A sociologist provides some insights into how firms “norm” test scores from year to year and what this means about how to interpret the results:
The most challenging part of this process, though, is trying to place this year’s test results on the same scale as last year’s results, so that a score of 650 on this year’s test represents the same level of performance as a score of 650 on last year’s test. It’s this process of equating the tests from one year to the next which allows us to judge whether scores this year went up, declined or stayed the same.But it’s not straightforward, because the test questions change from one year to the next, and even the format and content coverage of the test may change.
Different test companies even have different computer programs and statistical techniques to estimate a student’s score and, hence, the overall picture of how a student, school or state is performing. (Teachers too, but that’s a subject for another day.)
All of these variables – different test questions from year to year; variations in test length, difficulty and content coverage; and different statistical procedures to calculate the scores – introduce some uncertainty about what the “true” results are…
In testing, every year is like changing labs, in somewhat unpredictable ways, even if a state hires the same testing contractor from one year to the next. For this reason, I urge readers to not react too strongly to changes from last year to this year, or to consider them a referendum on whether a particular set of education policies – or worse, a particular initiative – is working.
One-year changes have many uncertainties built into them; if there’s a real positive trend, it will persist over a period of several years. Schooling is a long-term process, the collective and sustained work of students, teachers and administrators; and there are few “silver bullets” that can be counted on to elevate scores over the period of a single school year.
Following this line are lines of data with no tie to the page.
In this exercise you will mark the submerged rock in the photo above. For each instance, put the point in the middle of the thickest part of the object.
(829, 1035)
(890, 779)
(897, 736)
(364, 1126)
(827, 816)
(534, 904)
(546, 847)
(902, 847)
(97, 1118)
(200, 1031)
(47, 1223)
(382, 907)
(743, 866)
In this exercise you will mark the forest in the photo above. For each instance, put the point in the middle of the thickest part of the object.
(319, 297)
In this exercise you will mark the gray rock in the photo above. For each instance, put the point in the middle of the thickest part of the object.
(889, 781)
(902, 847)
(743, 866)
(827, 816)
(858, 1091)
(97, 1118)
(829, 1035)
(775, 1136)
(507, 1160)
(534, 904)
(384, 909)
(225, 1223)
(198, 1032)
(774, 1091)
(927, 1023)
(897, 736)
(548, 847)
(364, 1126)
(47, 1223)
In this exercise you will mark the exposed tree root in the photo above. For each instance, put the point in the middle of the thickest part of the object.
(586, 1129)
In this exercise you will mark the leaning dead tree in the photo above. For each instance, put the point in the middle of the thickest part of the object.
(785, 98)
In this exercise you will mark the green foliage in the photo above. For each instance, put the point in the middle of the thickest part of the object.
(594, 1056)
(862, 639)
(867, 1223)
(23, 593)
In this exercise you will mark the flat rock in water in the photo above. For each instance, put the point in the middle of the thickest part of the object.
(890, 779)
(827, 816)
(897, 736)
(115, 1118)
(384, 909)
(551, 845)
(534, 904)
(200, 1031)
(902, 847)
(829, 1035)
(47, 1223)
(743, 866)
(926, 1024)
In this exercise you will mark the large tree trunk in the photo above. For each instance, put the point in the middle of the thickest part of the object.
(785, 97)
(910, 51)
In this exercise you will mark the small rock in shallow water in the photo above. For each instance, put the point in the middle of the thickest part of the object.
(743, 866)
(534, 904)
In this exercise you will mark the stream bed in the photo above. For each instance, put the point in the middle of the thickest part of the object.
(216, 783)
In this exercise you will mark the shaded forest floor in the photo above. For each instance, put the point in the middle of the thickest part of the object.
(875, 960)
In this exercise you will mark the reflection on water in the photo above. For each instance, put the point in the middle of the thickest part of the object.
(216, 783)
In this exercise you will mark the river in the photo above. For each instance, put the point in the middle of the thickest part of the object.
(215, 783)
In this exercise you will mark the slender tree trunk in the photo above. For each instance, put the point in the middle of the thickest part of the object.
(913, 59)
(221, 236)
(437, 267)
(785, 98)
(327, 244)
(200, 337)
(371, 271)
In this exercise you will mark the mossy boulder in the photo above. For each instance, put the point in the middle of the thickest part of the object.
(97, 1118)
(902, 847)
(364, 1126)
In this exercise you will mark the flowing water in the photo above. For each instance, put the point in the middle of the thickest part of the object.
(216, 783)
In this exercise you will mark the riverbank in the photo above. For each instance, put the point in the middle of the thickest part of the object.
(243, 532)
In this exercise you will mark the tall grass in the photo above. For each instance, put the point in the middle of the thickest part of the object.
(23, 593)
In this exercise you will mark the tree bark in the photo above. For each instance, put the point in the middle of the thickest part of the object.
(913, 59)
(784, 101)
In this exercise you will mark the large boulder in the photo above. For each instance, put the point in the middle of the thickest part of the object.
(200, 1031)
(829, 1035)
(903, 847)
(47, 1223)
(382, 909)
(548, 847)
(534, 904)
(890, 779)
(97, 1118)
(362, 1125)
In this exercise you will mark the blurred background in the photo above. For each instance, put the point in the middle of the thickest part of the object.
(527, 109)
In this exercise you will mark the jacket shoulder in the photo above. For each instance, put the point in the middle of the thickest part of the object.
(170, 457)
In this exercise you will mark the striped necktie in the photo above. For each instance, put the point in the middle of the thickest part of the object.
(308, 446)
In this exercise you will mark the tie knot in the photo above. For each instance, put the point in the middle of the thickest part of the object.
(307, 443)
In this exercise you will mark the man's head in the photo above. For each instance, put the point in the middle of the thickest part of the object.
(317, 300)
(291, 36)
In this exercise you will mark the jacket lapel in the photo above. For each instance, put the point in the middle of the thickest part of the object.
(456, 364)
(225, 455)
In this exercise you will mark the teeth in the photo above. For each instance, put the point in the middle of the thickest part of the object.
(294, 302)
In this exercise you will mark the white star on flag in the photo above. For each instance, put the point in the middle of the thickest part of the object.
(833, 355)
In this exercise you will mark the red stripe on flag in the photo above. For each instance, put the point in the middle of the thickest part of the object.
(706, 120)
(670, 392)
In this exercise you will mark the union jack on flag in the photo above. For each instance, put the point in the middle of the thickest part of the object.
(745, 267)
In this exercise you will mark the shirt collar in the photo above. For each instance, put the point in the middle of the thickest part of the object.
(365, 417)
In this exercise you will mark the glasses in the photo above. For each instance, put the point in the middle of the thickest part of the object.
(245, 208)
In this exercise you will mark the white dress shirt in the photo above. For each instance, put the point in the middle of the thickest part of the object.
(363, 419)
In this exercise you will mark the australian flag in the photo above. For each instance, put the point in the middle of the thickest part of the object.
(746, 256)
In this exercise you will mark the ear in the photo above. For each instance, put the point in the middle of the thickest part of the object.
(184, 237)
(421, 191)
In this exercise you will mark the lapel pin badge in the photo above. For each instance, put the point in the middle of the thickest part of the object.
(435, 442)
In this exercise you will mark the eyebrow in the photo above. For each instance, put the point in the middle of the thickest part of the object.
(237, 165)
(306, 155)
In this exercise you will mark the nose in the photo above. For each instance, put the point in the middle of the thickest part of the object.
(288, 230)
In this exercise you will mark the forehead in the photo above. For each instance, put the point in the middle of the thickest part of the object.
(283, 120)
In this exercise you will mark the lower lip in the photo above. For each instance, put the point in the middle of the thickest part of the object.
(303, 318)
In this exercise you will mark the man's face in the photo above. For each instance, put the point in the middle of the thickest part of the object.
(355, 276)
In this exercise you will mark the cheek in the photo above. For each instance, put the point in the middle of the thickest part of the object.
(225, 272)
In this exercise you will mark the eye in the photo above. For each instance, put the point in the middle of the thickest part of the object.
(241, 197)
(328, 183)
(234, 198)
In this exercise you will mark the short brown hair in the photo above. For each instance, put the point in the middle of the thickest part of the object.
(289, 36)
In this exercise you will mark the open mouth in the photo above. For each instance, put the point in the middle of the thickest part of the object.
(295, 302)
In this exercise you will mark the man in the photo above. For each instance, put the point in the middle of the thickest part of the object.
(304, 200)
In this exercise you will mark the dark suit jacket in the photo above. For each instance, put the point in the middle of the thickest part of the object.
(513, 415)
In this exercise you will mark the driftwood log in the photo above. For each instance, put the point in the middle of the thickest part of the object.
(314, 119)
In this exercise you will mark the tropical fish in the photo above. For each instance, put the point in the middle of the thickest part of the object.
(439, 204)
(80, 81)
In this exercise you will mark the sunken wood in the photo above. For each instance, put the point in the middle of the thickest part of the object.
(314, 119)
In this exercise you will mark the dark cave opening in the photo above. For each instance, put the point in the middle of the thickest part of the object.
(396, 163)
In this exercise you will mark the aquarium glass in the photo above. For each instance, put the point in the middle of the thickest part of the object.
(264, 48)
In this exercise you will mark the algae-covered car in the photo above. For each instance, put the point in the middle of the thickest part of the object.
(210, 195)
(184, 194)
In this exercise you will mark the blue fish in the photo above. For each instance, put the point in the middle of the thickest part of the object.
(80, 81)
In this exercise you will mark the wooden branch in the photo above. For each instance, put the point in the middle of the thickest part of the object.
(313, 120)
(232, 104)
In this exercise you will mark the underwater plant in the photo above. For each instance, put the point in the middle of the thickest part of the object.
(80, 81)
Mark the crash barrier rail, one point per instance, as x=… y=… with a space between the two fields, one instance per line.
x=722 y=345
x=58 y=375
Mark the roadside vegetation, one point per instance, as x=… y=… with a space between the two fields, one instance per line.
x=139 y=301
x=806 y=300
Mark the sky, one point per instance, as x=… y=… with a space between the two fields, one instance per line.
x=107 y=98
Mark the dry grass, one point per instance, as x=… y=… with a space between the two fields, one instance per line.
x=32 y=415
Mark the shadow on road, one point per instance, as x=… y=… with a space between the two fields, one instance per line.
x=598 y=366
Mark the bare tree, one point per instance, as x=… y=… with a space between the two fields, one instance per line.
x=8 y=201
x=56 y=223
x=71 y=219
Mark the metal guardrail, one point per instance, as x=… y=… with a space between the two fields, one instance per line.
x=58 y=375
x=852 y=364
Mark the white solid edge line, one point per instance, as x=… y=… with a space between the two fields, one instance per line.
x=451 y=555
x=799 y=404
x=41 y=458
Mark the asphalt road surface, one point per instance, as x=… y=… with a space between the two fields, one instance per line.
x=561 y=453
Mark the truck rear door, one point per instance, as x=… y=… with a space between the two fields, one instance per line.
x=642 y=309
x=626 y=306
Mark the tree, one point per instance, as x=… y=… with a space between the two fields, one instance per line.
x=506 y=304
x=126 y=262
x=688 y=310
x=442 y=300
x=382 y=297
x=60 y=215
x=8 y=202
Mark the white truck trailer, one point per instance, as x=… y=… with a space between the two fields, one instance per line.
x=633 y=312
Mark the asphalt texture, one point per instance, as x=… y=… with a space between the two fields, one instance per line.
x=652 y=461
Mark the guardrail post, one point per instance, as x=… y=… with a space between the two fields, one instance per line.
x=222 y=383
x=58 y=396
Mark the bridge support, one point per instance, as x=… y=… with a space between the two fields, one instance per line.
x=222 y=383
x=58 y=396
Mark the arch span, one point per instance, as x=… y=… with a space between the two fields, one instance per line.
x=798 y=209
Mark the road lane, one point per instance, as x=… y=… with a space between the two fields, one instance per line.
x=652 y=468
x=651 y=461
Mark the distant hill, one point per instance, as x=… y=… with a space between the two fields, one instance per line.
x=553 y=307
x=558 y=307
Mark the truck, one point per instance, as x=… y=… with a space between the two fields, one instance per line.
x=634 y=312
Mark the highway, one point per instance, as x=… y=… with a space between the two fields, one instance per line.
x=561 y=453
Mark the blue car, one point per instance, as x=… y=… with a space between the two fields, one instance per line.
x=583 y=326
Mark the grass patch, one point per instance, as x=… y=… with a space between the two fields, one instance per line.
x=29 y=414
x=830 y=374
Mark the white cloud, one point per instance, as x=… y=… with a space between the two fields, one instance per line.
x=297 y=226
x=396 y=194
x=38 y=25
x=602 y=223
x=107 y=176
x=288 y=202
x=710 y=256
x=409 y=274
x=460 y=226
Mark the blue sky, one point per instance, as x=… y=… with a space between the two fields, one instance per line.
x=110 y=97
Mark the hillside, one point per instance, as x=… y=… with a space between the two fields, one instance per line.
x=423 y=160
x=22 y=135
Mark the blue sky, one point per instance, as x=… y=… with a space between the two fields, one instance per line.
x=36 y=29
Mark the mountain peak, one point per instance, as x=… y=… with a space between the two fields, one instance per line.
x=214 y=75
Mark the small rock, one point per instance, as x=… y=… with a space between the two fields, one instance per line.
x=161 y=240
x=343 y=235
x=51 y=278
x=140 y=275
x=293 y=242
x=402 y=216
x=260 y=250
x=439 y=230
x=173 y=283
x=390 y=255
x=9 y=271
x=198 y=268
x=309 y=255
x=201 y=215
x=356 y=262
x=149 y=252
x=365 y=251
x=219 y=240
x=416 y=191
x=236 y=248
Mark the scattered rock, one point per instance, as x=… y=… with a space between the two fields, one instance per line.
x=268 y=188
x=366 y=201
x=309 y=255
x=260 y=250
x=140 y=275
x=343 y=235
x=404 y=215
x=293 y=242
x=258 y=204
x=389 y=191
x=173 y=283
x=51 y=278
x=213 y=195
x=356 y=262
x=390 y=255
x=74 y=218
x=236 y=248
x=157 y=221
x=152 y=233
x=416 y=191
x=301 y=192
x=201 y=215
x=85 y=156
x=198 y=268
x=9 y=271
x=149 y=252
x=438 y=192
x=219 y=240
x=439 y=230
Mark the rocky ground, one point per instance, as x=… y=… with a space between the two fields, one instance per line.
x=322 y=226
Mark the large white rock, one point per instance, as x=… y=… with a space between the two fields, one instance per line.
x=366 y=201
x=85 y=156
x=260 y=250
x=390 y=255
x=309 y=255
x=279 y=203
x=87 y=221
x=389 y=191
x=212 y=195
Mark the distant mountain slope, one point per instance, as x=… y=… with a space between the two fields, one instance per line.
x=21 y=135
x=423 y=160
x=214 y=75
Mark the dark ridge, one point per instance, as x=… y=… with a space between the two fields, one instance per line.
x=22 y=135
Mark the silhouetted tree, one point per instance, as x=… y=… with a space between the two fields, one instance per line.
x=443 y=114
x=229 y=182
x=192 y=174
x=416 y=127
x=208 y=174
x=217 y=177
Overall, this piece gives us some important things to remember: one data point is hard to put into context. You can draw a trend line between two data points. Having more data points gives you a better indication of what is happening over time. However, just having statistics isn’t enough; we also need to consider the reliability and validity of the data. Politicians and administrators seem to like test scores because they offer concrete numbers which can help them point out progress or suggest that changes need to be made. Yet, just because these are numbers doesn’t mean that there isn’t a process that goes into them or that we need to understand exactly what the numbers involve.